Act No. 18/2018 Coll. on the protection of personal data
The provider of the Information System is:
Company ID: 55106480
VAT ID: 2121873138
- Purpose of processing personal data: contacting for marketing and collecting cookies
- List of personal data processed:
- name and surname
- contact details
- contact addresses
- All data provided by the data subject on the site is stored on a secure server. The authorised entities will use their best endeavours to protect the data and personal data of data subjects.
- Identity/authority of the authorised person: personal data of data subjects is collected through the website.
- The personal data is provided voluntarily by the data subject to the Information System on several legal bases: pre-contractual relationships, as the processing of personal data is necessary for the performance of a sales contract in which the client acts as one of the parties. Later with existing clients when sending useful information on the basis of legitimate interest. Further on the basis of consent to the processing of personal data when there is no possibility of another legal basis. The period of validity of the consent for marketing purposes is provided by the data subject for 5 years from the date of the consent, whereby the data subject has the right to withdraw his/her consent at any time, in writing by registered mail to the address of the controller’s registered office or by email to the controller’s email address.
- Processing of personal data for marketing purposes: the controller will process the data subject’s personal data for marketing purposes and will use the data subject’s e-mail address for the purpose of sending newsletters. For existing customers on the basis of legitimate interest and new customers on the legal basis of consent to data processing for a limited period of 5 years.
- Form of disclosure: The personal data of the data subjects are not disclosed anywhere.
- Third countries, if it is foreseen or evident that a transfer of personal data will take place to these countries: Personal data is not transferred to third countries.
- The controller undertakes to treat the personal data of the data subjects in accordance with the applicable legislation of the Slovak Republic.
The provider has taken appropriate technical, organisational, personnel and security measures and safeguards which take into account, in particular:
– the principles of the processing of personal data, which are lawfulness, fairness and transparency, the limitation and compatibility of the purposes of the processing of personal data, as well as the minimisation of personal data, their pseudonymisation and encryption, as well as their integrity, confidentiality and availability;
– the principles of necessity and proportionality (also applicable to the scope and amount of personal data processed, the storage period and access to the data subject’s personal data) of the processing of personal data with regard to the purpose of the processing operation;
– the nature, scope, context and purpose of the processing operation;
– the resilience and recovery of personal data processing systems;
– instructions to authorised persons of the controller;
– taking measures to promptly determine whether a personal data breach has occurred and promptly informing the supervisory authority and the responsible person;
– taking measures to ensure the rectification or erasure of inaccurate data or the exercise of other rights of the data subject;
– risks of varying likelihood and severity to the rights and freedoms of natural persons (in particular accidental or unlawful destruction of personal data, loss or alteration of personal data, misuse of personal data – unauthorised access or unauthorised disclosure, assessing the risks with regard to the origin, nature, likelihood and severity of the risk in relation to the processing and to identify best practices to mitigate the risk).

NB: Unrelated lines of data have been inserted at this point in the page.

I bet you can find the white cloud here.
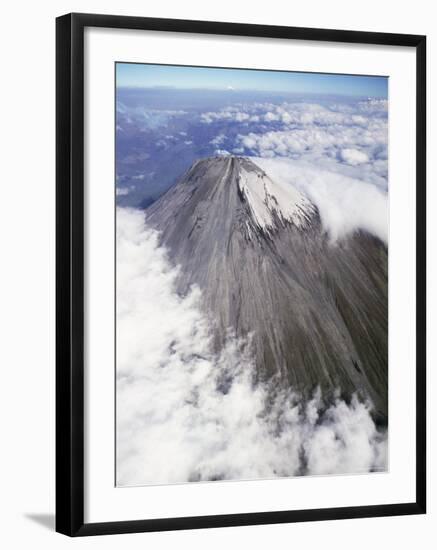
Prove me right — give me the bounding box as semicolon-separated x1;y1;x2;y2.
237;122;386;163
201;105;262;125
255;157;388;244
116;208;387;486
199;99;388;190
200;99;387;129
341;148;369;165
116;102;188;129
116;187;129;196
210;134;226;146
357;98;388;114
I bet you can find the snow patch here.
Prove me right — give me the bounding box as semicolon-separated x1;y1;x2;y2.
237;165;315;233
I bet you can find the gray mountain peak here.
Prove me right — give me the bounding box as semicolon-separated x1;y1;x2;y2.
146;156;388;420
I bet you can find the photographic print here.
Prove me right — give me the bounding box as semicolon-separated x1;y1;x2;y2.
115;63;388;487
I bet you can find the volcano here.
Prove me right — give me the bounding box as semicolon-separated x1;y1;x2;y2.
145;156;388;420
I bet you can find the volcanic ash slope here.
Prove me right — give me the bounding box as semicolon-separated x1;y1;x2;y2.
146;156;388;420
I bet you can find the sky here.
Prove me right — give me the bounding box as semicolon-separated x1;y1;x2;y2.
116;63;388;98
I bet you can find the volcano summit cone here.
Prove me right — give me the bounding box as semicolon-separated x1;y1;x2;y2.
146;156;388;419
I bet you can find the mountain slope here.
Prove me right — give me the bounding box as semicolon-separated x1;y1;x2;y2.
146;156;388;420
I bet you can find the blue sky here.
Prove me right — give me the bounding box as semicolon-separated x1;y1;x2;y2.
116;63;388;98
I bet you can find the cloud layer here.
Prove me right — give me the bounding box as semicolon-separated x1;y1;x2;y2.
254;157;388;244
117;100;187;129
204;99;388;190
116;208;387;487
199;98;388;244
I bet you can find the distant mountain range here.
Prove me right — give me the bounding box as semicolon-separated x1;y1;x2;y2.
146;156;388;421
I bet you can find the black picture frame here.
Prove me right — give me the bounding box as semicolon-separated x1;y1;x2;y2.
56;12;426;537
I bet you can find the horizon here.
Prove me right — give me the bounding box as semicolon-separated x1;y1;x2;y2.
116;63;388;98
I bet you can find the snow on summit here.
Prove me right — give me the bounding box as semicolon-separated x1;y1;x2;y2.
237;159;316;233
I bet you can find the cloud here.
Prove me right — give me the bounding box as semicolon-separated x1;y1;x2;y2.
341;148;369;165
116;101;188;129
199;99;388;190
116;208;387;486
200;105;260;125
116;187;129;196
210;134;227;146
237;122;386;165
200;99;387;129
255;157;388;244
214;149;231;156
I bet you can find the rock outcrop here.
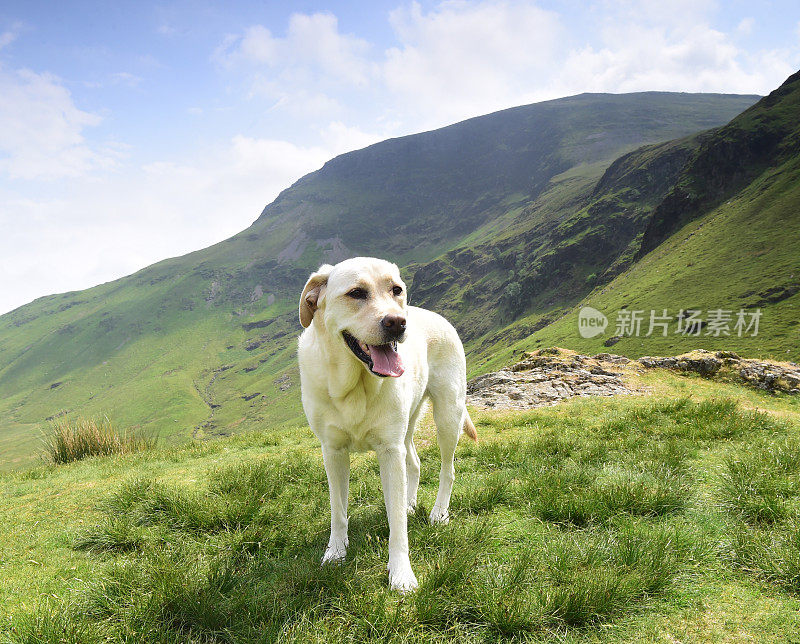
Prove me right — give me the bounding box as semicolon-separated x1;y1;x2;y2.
467;348;641;410
467;347;800;411
638;349;800;394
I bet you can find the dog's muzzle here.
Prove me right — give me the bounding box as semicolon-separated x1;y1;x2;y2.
342;330;405;377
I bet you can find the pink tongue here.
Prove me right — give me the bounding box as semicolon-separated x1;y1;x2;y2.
368;344;405;377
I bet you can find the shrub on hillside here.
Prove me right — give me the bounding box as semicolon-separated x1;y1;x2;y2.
42;417;154;464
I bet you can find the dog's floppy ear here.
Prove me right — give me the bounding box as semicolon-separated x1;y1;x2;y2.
299;264;334;328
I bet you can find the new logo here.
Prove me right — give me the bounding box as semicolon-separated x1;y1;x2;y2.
578;306;608;338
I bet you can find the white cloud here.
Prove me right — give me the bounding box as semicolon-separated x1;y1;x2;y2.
0;31;15;49
157;23;177;36
319;121;383;153
0;21;22;50
246;78;345;117
214;12;373;86
379;1;798;127
554;17;795;96
606;0;717;28
377;1;799;128
213;13;377;123
383;1;563;125
220;25;277;64
213;3;799;132
109;71;143;87
0;65;116;180
736;17;754;35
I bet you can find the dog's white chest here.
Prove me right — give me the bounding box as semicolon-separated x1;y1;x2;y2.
316;412;383;452
318;379;388;451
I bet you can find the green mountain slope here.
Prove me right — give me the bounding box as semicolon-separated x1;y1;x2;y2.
257;92;755;265
406;133;703;342
475;71;800;370
0;92;759;469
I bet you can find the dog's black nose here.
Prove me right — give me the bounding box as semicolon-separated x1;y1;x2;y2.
381;314;406;338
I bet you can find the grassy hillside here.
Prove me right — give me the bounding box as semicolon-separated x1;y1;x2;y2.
470;72;800;373
3;373;800;641
0;92;758;469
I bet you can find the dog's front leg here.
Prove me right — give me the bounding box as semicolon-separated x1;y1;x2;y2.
321;443;350;564
376;444;419;592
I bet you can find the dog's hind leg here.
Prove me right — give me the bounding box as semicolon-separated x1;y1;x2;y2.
405;400;427;514
428;392;465;525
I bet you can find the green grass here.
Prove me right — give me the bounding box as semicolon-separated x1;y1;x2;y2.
3;377;800;642
717;436;800;593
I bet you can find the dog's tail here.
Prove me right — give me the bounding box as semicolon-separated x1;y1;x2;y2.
462;411;478;442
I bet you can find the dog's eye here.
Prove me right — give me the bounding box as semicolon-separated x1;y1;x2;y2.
347;288;368;300
392;285;403;296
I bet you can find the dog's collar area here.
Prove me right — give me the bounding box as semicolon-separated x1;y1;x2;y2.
342;331;398;378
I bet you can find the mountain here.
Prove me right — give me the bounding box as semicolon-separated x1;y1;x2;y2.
468;71;800;372
0;91;760;469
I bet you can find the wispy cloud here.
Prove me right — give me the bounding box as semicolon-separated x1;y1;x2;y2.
382;1;563;125
0;21;22;50
0;66;117;180
110;71;144;87
736;17;755;35
157;23;177;36
214;13;374;86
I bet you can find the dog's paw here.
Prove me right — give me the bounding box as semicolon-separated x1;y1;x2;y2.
321;540;348;565
388;560;418;593
429;505;450;525
321;547;346;565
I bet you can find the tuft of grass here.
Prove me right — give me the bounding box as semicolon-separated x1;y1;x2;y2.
456;472;515;514
0;600;99;644
41;417;154;465
523;461;690;526
719;437;800;592
718;437;800;525
415;521;699;634
730;520;800;593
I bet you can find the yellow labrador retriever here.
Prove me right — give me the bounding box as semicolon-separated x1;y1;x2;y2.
298;257;477;592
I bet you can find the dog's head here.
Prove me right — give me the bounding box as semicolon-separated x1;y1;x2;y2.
299;257;408;377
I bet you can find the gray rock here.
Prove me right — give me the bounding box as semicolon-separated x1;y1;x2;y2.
468;351;641;410
638;350;799;394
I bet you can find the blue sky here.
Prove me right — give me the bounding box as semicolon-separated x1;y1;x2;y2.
1;0;799;315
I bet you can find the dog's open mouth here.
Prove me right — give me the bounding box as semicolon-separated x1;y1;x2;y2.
342;331;404;377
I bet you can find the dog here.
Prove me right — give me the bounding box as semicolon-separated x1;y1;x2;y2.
297;257;477;592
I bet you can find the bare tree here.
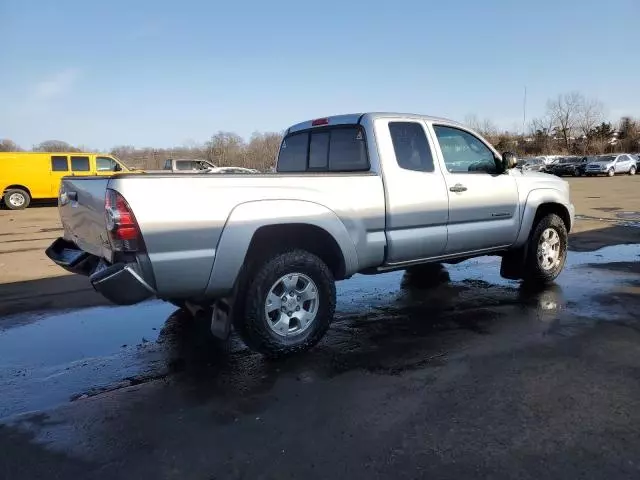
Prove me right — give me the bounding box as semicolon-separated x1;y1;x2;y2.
577;98;604;153
205;131;245;167
0;139;21;152
464;114;498;142
245;132;283;171
33;140;80;152
546;92;584;152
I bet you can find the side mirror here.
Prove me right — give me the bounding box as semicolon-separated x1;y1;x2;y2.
501;151;518;171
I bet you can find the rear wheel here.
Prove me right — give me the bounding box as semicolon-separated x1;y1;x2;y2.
523;213;568;285
234;249;336;357
3;189;30;210
629;166;636;176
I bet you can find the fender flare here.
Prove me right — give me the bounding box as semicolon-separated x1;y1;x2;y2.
513;188;574;248
205;199;359;297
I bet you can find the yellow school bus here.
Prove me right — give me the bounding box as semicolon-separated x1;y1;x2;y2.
0;152;139;210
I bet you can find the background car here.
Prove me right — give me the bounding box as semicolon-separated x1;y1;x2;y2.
519;157;547;172
585;154;637;176
548;156;590;176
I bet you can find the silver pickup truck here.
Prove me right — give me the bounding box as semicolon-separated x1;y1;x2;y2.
46;112;575;356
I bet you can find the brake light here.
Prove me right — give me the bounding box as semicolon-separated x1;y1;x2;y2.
312;118;329;126
105;189;144;252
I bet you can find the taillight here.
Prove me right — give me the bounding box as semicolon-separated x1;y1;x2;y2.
105;189;144;252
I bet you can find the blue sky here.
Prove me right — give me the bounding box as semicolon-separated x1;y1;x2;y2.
2;0;638;149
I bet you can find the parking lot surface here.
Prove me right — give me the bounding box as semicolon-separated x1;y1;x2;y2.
0;176;638;479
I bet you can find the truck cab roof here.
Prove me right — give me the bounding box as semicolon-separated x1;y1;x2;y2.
286;112;466;134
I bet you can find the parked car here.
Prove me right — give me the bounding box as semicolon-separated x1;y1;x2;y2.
0;152;137;210
538;155;563;166
548;156;590;177
156;159;259;174
519;157;546;172
211;167;260;174
46;112;575;356
585;154;637;177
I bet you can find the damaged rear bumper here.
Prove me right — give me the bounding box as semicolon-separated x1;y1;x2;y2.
45;238;155;305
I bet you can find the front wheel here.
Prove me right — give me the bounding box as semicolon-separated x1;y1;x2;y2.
629;166;636;176
523;213;568;285
235;250;336;357
608;168;615;177
4;189;30;210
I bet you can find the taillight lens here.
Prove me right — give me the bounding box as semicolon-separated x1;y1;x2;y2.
105;189;144;252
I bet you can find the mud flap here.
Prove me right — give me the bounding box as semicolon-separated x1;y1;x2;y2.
500;243;529;280
187;300;232;341
210;299;232;340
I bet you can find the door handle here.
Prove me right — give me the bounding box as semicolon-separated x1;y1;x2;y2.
449;184;467;193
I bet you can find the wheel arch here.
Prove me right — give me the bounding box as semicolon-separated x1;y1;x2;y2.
513;189;573;248
3;184;32;197
205;200;359;298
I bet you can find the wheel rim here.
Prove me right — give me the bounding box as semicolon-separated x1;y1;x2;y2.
608;169;614;176
265;273;319;337
537;228;562;271
630;167;636;175
8;193;25;207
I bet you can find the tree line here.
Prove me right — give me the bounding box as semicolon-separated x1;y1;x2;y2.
0;132;283;171
1;91;639;169
466;92;639;157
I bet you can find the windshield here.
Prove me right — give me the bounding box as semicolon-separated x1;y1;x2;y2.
595;156;616;162
107;155;130;171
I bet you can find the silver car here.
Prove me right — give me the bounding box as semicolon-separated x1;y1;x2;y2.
585;154;637;177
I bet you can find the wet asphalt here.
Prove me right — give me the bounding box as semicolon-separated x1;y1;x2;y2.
1;244;640;479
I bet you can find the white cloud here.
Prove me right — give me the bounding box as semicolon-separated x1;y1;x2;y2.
30;68;81;101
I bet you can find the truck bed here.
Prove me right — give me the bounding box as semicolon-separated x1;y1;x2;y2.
57;171;386;298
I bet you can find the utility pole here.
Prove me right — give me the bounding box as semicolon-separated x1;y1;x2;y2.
522;86;527;138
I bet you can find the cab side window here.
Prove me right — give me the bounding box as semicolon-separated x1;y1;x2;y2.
433;125;498;174
51;156;69;171
71;156;90;172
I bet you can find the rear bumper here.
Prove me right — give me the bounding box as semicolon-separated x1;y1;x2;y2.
46;237;154;305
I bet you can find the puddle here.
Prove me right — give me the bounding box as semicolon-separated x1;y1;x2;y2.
0;244;638;420
616;211;640;221
0;302;175;419
0;302;173;367
575;214;640;228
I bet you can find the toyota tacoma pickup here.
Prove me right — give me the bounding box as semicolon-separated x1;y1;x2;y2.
46;113;575;356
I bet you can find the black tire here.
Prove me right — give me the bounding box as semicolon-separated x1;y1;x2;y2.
574;169;582;177
234;249;336;357
3;189;30;210
522;213;568;285
629;166;636;176
607;168;615;177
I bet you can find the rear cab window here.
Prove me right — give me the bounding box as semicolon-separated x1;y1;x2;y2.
277;125;369;173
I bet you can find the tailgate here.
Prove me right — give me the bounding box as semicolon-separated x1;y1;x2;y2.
58;177;112;259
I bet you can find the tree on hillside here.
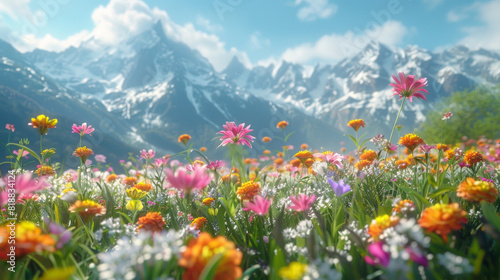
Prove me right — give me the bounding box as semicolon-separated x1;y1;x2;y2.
418;85;500;144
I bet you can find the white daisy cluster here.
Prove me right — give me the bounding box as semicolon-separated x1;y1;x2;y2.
437;252;473;276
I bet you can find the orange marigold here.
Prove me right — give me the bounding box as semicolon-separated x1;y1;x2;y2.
435;144;449;151
457;178;498;203
355;160;372;170
133;181;153;192
178;134;192;145
262;136;272;143
347;119;365;132
395;159;411;170
221;173;240;186
367;215;400;241
137;212;166;233
360;149;377;162
301;143;308;150
276;121;289;130
418;203;467;242
68;200;106;220
179;233;242;280
294;150;313;161
263;149;271;154
191;217;208;230
398;134;424;153
0;221;56;261
290;158;302;168
202;197;214;206
274;158;284;166
444;148;462;161
106;174;118;183
236;181;261;200
200;147;207;152
29;114;58;135
35;165;54;177
304;158;315;168
392;199;414;213
73;146;93;163
123;177;137;186
463;150;484;166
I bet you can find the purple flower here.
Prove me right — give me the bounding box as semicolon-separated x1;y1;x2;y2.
327;179;351;197
147;200;156;206
218;122;255;148
406;247;428;267
419;144;435;154
49;223;72;249
365;241;391;267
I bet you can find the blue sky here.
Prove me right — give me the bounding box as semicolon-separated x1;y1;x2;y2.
0;0;499;71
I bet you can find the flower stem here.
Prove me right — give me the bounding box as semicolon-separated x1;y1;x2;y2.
388;98;406;144
40;134;43;154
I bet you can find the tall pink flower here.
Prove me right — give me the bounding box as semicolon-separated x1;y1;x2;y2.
365;241;391;267
140;149;155;159
5;124;15;132
218;122;255;148
165;165;213;193
72;123;95;136
13;149;30;159
288;194;316;212
313;151;343;168
0;173;49;205
390;73;428;102
243;195;272;217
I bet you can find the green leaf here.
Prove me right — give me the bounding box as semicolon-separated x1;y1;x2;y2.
239;264;261;280
346;134;359;148
481;202;500;232
198;253;224;280
7;143;42;164
429;186;457;199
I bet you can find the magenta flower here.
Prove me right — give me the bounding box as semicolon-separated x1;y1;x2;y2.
243;195;272;216
313;151;343;168
365;241;391;267
0;173;49;205
206;160;225;170
49;223;72;249
390;72;428;102
165;165;213;193
288;194;316;212
154;158;169;168
218;121;255;148
13;149;30;159
5;124;15;132
140;149;155;159
71;123;95;136
94;154;107;163
406;247;428;267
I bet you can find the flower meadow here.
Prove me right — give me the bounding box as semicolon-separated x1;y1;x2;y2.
1;73;500;280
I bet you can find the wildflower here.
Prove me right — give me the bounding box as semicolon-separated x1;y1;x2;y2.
390;72;428;102
435;144;449;151
29;115;58;135
368;215;400;241
392;199;414;213
243;195;272;217
13;149;30;159
360;149;377;162
191;217;207;230
395;159;411;170
294;150;313;161
444;148;462;161
218;121;255;148
39;267;75;280
5;124;14;132
106;174;118;183
165;165;213;194
0;172;48;205
136;212;166;233
73;146;93;163
313;151;343;168
301;143;308;150
274;158;284;166
126;188;147;200
222;173;240;186
288;194;316;212
347;119;365;132
277;120;289;129
365;241;391;267
123;177;137;186
140;149;155;159
71;123;94;136
202;197;214;206
398;134;425;153
69;200;106;220
442;112;453;120
133;181;153;192
0;221;55;261
48;223;72;250
279;262;308;280
236;181;261;201
418;203;467;242
178;134;191;145
179;232;242;280
355;160;372;170
94;154;106;163
463;150;484;166
457;178;498;203
262;136;271;143
206;160;224;170
200;147;207;152
328;179;351;197
35;165;55;177
126;199;144;211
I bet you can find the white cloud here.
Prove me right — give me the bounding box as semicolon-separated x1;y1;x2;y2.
458;0;500;50
278;20;408;64
294;0;337;21
446;11;466;22
249;32;270;49
0;0;32;21
195;16;223;33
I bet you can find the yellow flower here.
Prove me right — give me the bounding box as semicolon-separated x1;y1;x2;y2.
355;160;372;170
41;148;56;156
126;200;144;211
347;119;365;132
68;200;106;220
35;165;55;177
367;215;400;241
0;221;56;261
126;188;147;200
398;134;425;153
360;149;377;162
133;181;153;192
236;181;261;201
29;114;57;135
202;197;214;206
279;262;308;280
191;217;208;230
39;267;75;280
392;199;414;213
293;150;313;160
457;178;498;203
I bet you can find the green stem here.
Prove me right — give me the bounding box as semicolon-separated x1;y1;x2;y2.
384;98;406;162
40;134;43;154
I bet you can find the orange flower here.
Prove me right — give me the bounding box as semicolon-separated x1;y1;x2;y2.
457;178;498;203
236;181;261;200
0;221;55;261
301;143;308;150
221;173;240;186
137;212;166;233
347;119;365;132
106;174;118;183
35;165;54;177
340;147;346;152
294;150;313;161
262;136;272;143
68;200;106;220
418;203;467;242
360;149;377;162
29;114;58;135
355;160;372;170
274;158;284;166
178;134;192;145
392;199;414;213
304;158;315;168
290;158;302;168
263;149;271;154
395;159;411;170
200;147;207;152
133;181;153;192
179;233;242;280
191;217;207;230
463;150;484;166
73;146;93;163
277;121;289;129
202;197;214;206
398;134;424;153
435;144;449;151
244;158;252;165
367;215;400;241
444;148;462;161
123;177;137;186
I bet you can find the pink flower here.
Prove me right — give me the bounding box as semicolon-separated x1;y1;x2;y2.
442;111;453;120
94;154;107;163
365;241;391;267
140;149;155;159
13;149;29;159
165;165;213;193
5;124;15;132
218;122;255;148
0;173;49;205
243;195;272;216
154;158;169;168
288;194;316;212
390;72;428;102
313;151;343;168
206;160;224;170
71;123;95;136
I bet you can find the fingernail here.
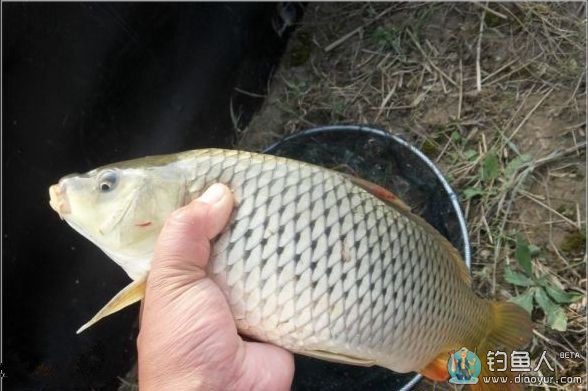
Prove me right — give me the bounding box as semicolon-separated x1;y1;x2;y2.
198;183;225;204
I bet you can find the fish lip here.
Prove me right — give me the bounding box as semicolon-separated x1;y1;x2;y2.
49;183;71;218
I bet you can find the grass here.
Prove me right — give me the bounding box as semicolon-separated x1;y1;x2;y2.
240;2;586;390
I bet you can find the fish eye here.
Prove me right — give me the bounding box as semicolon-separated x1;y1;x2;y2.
97;170;118;193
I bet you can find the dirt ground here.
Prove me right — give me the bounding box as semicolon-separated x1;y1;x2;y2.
236;3;586;390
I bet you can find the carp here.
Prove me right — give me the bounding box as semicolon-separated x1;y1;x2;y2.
49;148;532;388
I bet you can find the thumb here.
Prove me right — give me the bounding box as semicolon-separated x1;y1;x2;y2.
150;183;234;281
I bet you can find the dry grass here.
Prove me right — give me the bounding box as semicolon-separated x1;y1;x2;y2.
240;2;586;390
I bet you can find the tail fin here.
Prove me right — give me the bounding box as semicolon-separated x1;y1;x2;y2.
419;301;533;390
469;302;533;391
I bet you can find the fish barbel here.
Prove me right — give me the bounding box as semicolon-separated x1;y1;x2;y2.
49;148;532;387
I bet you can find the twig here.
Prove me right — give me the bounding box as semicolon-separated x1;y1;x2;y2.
481;209;494;245
571;129;581;157
565;69;585;106
435;137;453;164
533;330;582;359
472;2;508;20
407;29;457;87
375;79;397;121
387;104;417;111
234;87;266;99
325;6;394;52
498;3;527;31
549;240;581;279
481;58;518;83
229;98;243;133
476;5;487;92
520;190;580;230
507;88;554;144
485;53;543;87
534;141;586;167
439;70;448;94
457;58;463;119
503;86;535;131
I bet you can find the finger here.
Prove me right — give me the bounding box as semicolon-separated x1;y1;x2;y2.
151;183;234;274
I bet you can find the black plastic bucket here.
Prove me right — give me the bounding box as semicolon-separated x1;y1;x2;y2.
263;125;471;391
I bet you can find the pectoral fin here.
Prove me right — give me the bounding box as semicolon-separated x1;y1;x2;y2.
419;351;452;381
77;278;146;334
299;348;376;367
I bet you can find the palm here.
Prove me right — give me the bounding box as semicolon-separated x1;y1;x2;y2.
152;278;294;390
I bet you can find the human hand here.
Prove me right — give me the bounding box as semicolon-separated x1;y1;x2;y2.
137;183;294;390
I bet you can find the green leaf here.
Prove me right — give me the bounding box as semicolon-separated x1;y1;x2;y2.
509;291;534;314
505;154;532;177
534;288;568;331
545;285;583;304
504;266;534;286
463;187;484;200
528;244;541;256
535;275;550;287
481;152;499;181
464;149;478;161
451;131;461;143
534;287;554;313
371;26;401;52
515;236;533;275
549;307;568;331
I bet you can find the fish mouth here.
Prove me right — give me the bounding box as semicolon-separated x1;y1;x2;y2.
49;183;71;218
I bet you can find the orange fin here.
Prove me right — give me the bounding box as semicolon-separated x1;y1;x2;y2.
482;302;533;350
470;302;532;390
344;174;412;212
420;302;532;390
420;352;451;382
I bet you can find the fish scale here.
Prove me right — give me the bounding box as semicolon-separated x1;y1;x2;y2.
50;148;532;387
171;149;474;372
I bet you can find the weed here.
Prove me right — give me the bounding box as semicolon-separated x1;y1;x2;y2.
371;26;403;55
507;236;583;331
560;230;586;255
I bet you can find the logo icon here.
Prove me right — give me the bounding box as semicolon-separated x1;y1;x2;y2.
448;347;481;385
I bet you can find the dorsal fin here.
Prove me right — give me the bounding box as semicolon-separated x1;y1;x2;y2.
343;174;412;212
345;173;471;286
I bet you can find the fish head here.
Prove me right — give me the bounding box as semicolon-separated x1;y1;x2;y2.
49;164;186;280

Information on the purpose of processing and the retention period of personal data
One of the principles of the processing of personal data is the purpose limitation principle. Under this principle, personal data may only be collected for a specifically identified, explicitly stated and legitimate purpose and may not be further processed in a way that is incompatible with that purpose.
The processing of personal data should be closely linked to the purpose for which the personal data are processed, in particular as regards the list or scope of the personal data processed, which should be necessary for the processing of the personal data in question to achieve the purpose. It is not appropriate to artificially or additionally extend the list or scope of personal data in relation to the purpose. If the purpose and the list or scope of personal data is determined by law, it should be respected; if the controller determines the list or scope of the personal data to be processed, he should take care not to extend it unnecessarily beyond the purpose.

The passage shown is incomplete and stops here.